Implementation:ArroyoSystems Arroyo Recovering State
Recovering State Implementation
Implementation of Recovering::next.
The Recovering struct represents the recovery state in the controller's job state machine. Its next() method orchestrates the transition from a failed state back to a running state by preparing checkpoint data and triggering recompilation and rescheduling.
Code Reference
- File:
crates/arroyo-controller/src/states/recovering.rs(L99-L135)
Core Interface
#[derive(Debug)]
pub struct Recovering {
pub source: anyhow::Error,
pub reason: String,
pub domain: ErrorDomain,
}
impl State for Recovering {
async fn next(self: Box<Self>, ctx: &mut JobContext) -> Result<Transition, StateError>
}
Detailed Behavior
The Recovering Struct
| Field | Type | Description |
|---|---|---|
source |
anyhow::Error |
The original error that triggered recovery |
reason |
String |
Human-readable description of why recovery was triggered |
domain |
ErrorDomain |
Classification of the error (e.g., worker crash, task failure, network error) |
The next Method
This method implements the State trait, defining the recovery logic within the controller's state machine.
Execution steps:
- Log recovery initiation: Records the failure reason and error domain for observability and debugging.
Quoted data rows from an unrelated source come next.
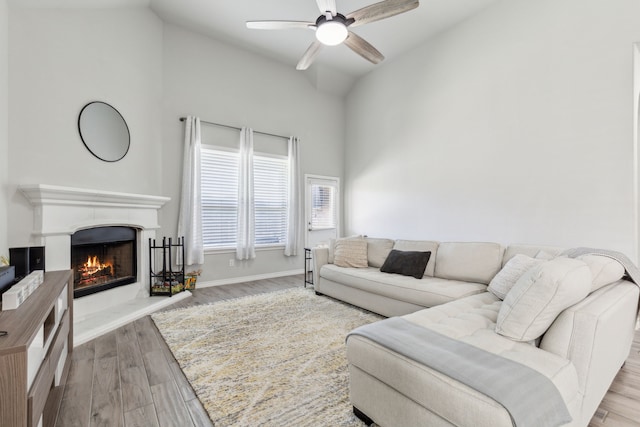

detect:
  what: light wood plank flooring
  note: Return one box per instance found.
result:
[56,275,640,427]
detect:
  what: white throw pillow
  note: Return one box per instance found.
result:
[366,237,395,268]
[487,254,544,300]
[577,255,624,292]
[496,257,591,342]
[333,238,369,268]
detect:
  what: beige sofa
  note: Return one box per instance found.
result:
[313,238,639,427]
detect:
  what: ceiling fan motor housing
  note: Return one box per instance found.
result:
[316,12,353,46]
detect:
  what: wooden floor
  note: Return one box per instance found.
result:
[56,275,640,427]
[56,275,304,427]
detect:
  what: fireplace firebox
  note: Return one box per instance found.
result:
[71,227,137,298]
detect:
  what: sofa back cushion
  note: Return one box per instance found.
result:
[487,254,544,300]
[435,242,504,284]
[502,245,565,267]
[365,237,395,267]
[393,240,440,277]
[578,255,625,292]
[333,237,369,268]
[496,257,591,342]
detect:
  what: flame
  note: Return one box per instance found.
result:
[82,255,113,275]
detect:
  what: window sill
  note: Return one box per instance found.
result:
[204,245,284,255]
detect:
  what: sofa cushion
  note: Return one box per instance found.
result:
[333,238,369,268]
[365,237,395,267]
[380,249,431,279]
[496,257,591,341]
[502,245,565,265]
[347,292,581,426]
[435,242,504,284]
[393,240,439,277]
[487,254,544,299]
[320,264,487,307]
[578,255,624,292]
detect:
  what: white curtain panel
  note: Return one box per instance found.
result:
[177,116,204,265]
[284,136,300,256]
[236,127,256,260]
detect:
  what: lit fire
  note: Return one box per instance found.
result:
[80,256,113,277]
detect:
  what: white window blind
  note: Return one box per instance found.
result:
[201,147,288,249]
[201,147,238,248]
[253,155,288,246]
[311,184,338,230]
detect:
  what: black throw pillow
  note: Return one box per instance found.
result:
[380,249,431,279]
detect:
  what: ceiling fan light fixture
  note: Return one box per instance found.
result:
[316,19,349,46]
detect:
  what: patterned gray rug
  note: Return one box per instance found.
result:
[151,288,381,426]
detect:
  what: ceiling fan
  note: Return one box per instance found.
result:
[247,0,420,70]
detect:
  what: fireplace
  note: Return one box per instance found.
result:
[71,226,137,298]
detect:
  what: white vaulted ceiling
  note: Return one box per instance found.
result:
[9,0,497,78]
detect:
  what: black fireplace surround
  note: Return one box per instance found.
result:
[71,227,137,298]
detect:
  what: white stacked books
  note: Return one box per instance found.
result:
[2,270,44,310]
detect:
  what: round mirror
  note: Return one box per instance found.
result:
[78,101,130,162]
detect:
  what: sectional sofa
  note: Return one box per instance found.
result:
[312,236,640,427]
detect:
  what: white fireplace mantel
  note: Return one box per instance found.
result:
[19,184,171,237]
[18,184,189,345]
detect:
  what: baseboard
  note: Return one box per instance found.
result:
[196,268,304,288]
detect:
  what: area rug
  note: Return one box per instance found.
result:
[151,288,381,426]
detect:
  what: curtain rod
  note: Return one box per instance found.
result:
[180,117,289,140]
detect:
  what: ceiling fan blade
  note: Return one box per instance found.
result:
[316,0,338,16]
[347,0,420,27]
[247,21,316,30]
[344,31,384,64]
[296,40,322,70]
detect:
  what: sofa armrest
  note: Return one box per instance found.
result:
[311,247,329,291]
[540,280,640,425]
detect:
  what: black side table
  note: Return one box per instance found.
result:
[304,248,313,288]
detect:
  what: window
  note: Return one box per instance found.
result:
[311,184,338,230]
[202,146,288,249]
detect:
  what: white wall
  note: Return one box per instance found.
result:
[0,0,9,256]
[7,8,162,246]
[162,25,344,282]
[345,0,640,259]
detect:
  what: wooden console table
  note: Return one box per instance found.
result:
[0,270,73,427]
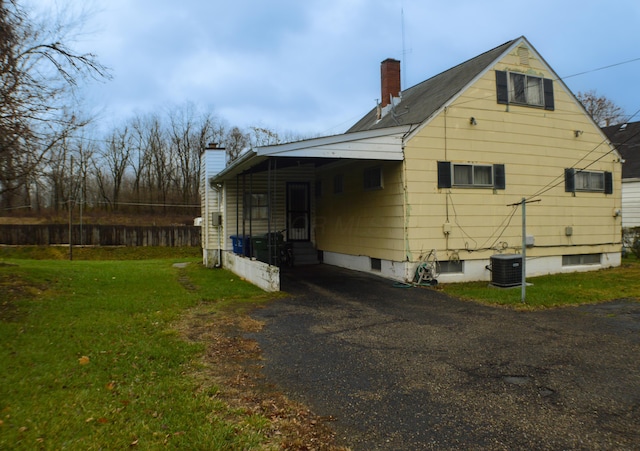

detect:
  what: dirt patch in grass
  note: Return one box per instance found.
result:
[176,303,345,451]
[0,262,47,322]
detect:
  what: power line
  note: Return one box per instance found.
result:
[560,58,640,80]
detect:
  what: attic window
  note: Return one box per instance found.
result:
[518,47,529,66]
[496,70,555,110]
[564,168,613,194]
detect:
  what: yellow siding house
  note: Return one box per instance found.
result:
[203,37,621,289]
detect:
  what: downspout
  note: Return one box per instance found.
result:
[211,185,223,268]
[267,158,273,265]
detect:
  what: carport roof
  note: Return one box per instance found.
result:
[212,125,413,183]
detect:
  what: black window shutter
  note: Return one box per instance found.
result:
[438,161,451,188]
[564,168,576,193]
[496,70,509,103]
[493,164,507,189]
[542,78,555,110]
[604,172,613,194]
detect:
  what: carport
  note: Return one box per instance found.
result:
[202,126,408,290]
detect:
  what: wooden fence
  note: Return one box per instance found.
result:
[0,224,201,247]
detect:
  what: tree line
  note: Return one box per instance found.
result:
[0,0,298,214]
[21,107,298,215]
[0,0,624,219]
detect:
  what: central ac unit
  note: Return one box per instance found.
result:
[491,254,522,287]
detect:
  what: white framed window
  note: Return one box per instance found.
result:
[562,254,602,266]
[496,71,554,110]
[576,171,604,191]
[564,168,613,194]
[452,163,493,188]
[438,161,506,190]
[363,166,383,191]
[509,72,544,106]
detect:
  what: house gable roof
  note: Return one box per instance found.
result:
[602,122,640,180]
[346,38,524,133]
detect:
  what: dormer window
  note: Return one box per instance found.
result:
[496,70,554,110]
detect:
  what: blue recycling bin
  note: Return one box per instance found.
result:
[229,235,251,255]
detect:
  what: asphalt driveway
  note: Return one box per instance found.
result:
[253,265,640,450]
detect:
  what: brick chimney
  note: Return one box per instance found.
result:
[380,58,400,108]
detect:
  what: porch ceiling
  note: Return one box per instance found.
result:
[212,126,411,182]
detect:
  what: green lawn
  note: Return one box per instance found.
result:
[442,257,640,308]
[0,248,640,450]
[0,254,278,450]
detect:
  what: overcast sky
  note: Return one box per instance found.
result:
[33,0,640,136]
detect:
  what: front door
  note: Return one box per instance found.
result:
[287,182,311,241]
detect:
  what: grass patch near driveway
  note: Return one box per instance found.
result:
[442,257,640,309]
[0,254,344,450]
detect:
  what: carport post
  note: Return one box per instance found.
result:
[520,197,527,304]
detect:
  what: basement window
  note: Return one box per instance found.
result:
[333,174,344,194]
[562,254,602,266]
[438,260,464,274]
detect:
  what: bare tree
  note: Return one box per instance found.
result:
[224,127,249,162]
[0,0,108,208]
[99,127,132,210]
[576,89,626,127]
- Identify last checkpoint: Queries the job's checkpoint history to find the most recent successfully completed checkpoint epoch. If no valid checkpoint exists, the job may need to restart from scratch.
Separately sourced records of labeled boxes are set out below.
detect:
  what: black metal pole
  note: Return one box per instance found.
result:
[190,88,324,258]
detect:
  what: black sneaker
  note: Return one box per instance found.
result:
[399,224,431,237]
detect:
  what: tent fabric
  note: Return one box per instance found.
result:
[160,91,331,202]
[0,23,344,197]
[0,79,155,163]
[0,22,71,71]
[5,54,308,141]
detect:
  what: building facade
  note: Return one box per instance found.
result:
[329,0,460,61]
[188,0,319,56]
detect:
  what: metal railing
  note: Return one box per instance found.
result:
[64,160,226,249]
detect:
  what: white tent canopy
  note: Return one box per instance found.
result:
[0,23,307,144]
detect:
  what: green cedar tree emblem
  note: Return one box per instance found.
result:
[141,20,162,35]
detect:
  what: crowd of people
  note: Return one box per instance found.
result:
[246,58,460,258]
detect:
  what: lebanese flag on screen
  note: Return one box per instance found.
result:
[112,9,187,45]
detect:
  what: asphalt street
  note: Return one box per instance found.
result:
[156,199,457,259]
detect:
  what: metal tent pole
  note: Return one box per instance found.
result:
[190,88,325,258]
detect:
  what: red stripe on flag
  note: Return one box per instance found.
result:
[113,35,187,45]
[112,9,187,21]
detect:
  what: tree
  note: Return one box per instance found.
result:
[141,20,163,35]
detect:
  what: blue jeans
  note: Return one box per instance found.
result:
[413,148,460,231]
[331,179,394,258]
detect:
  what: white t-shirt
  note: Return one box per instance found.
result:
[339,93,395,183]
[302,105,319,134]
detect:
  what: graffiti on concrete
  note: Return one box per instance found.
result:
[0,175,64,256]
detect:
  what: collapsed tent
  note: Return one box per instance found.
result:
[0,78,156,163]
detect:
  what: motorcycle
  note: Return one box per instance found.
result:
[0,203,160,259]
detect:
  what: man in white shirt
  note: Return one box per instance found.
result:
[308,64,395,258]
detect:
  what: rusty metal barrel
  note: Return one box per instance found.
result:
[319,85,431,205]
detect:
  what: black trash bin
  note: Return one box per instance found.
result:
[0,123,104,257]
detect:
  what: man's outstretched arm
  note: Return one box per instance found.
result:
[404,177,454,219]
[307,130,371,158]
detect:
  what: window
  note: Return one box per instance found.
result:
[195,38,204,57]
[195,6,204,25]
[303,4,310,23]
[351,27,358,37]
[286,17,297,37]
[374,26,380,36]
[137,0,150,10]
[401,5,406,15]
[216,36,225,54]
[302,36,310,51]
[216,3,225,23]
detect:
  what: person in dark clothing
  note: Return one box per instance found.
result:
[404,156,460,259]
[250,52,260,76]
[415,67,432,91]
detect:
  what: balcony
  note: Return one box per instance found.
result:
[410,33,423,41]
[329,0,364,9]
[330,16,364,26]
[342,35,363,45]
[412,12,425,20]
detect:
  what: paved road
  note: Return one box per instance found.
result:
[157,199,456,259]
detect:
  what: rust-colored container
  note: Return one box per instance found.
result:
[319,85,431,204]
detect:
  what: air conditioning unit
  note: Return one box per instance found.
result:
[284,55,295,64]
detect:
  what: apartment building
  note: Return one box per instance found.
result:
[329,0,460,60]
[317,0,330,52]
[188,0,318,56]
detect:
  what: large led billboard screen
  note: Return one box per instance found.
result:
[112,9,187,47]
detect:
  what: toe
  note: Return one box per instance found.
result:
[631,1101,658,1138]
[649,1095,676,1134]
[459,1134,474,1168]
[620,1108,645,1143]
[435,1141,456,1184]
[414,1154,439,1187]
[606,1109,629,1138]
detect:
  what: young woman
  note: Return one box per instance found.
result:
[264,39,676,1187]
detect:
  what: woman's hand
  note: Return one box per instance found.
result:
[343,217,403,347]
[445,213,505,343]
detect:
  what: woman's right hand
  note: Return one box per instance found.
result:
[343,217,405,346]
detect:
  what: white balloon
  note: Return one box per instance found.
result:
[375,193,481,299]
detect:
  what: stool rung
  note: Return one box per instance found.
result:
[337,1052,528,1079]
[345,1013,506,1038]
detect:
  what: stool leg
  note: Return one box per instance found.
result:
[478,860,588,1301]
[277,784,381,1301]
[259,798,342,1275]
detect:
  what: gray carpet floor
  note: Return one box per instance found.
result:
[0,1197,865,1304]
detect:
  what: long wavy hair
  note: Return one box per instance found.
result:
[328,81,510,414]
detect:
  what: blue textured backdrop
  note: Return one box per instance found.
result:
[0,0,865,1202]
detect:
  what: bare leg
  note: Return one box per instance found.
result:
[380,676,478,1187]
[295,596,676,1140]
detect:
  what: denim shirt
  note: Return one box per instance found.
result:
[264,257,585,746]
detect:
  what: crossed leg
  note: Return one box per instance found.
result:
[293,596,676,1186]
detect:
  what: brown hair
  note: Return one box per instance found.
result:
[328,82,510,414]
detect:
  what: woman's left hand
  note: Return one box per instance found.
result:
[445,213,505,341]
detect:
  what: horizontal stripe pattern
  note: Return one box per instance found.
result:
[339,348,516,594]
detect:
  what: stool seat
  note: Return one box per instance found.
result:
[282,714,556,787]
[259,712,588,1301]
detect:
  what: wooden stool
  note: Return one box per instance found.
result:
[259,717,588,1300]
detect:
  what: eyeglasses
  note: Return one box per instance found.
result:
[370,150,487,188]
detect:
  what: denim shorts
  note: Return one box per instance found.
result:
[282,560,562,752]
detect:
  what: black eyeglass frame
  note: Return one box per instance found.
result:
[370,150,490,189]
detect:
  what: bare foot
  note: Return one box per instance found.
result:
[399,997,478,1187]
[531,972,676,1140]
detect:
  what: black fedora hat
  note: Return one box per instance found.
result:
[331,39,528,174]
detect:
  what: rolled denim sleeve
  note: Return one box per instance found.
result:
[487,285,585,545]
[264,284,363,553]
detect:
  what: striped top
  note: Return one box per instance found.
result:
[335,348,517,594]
- Prepare checkpoint load: Calls
StateBackend::prepare_checkpoint_load()to:- Retrieve per-operator
OperatorCheckpointMetadatafrom object storage. - Validate metadata integrity and completeness.
- Build a loading plan mapping each operator subtask to its Parquet state files.
- Retrieve per-operator
- Transition to Compiling: Returns a
Transitionto theCompiling {}state, which will recompile the dataflow graph if necessary (e.g., if the job definition changed during recovery).
- Scheduling: After compilation, the state machine transitions to
Scheduling, where:- Workers are allocated and deployed.
- Each worker receives its checkpoint loading plan.
- Workers restore state from Parquet files in object storage.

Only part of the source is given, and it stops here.